Kabarminang.com – Mulai 1 Januari 2025 pemerintah akan menaikkan Pajak Pertambahan Nilai (PPN) dari 11% menjadi 12%. Adapun Jasa Sistem Pembayaran masuk ke dalam objek dan beredar isu di masyarakat bahwa transaksi uang elektronik menjadi objek pajak yang dikenakan tarif.
Tak sedikit warganet di media sosial yang khawatir transaksi pembayaran melalui Quick Response Code Indonesian Standard (QRIS) hingga e-Money juga akan terdampak.
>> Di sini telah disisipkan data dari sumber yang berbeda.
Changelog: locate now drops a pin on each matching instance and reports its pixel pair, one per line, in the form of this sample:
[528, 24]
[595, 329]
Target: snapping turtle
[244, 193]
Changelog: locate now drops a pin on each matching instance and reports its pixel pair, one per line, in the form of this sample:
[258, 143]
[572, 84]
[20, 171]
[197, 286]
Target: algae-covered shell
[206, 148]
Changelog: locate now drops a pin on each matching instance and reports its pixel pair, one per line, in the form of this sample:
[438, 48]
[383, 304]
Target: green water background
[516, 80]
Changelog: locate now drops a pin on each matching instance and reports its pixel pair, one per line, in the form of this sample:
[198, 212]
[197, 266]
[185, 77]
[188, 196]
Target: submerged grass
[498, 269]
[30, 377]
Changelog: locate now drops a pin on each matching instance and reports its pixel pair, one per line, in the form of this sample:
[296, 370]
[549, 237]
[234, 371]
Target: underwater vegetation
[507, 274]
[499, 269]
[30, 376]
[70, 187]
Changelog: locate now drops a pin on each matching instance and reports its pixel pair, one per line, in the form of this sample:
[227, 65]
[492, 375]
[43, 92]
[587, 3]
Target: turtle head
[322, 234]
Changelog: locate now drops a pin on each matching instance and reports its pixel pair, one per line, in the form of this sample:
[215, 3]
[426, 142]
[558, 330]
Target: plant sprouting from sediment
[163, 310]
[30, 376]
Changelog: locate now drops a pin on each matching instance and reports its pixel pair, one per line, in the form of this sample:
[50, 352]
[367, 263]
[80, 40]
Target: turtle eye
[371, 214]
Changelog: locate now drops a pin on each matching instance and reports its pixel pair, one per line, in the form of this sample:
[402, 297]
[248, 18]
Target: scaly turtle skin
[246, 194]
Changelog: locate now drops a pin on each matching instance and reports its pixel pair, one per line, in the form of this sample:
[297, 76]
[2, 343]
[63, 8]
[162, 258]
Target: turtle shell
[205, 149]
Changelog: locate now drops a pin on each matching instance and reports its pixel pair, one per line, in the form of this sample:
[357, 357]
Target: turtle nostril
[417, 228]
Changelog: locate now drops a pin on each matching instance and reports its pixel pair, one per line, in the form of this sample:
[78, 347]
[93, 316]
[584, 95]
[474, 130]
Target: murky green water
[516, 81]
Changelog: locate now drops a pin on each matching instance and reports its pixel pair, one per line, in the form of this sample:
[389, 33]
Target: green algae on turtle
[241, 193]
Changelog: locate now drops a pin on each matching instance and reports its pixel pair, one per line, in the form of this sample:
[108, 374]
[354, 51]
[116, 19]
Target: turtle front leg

Direktur Penyuluhan, Pelayanan, dan Hubungan Mayarakat Direktorat Jenderal Pajak (DJP) Kemenkeu, Dwi Astuti memastikan transksi elektronik bukan objek pajak baru. Sebab, itu sudah diatur dalam Undang-undang PPN Nomor 8 Tahun 1983 silam.
“Perlu kami tegaskan bahwa pengenaan PPN atas jasa layanan uang elektronik sudah dilakukan sejak berlakunya UU PPN Nomor 8 Tahun 1983 yang berlaku sejak 1 Juli 1984. Artinya bukan objek pajak baru,” kata Dwi Astuti dikutip dari Antara, Minggu (22/12).
UU PPN telah diperbarui dalam UU Nomor 7 Tahun 2021 tentang Harmonisasi Peraturan Perpajakan (HPP). Dalam UU HPP, layanan uang elektronik tidak termasuk objek yang dibebaskan dari PPN.
Artinya, kata dia, ketika PPN naik menjadi 12 persen nanti, tarif tersebut juga berlaku untuk transaksi uang elektronik. Aturan rinci mengenai pengenaan PPN transaksi elektronik secara umum, diatur lebih lanjut dalam Peraturan Menteri Keuangan (PMK) 69 Tahun 2022.
Layanan yang dikenakan PPN di antaranya uang elektronik (e-money), dompet elektronik (e-wallet). Selanjutnya, gerbang pembayaran, switching, kliring, penyelesaian akhir, dan transfer dana.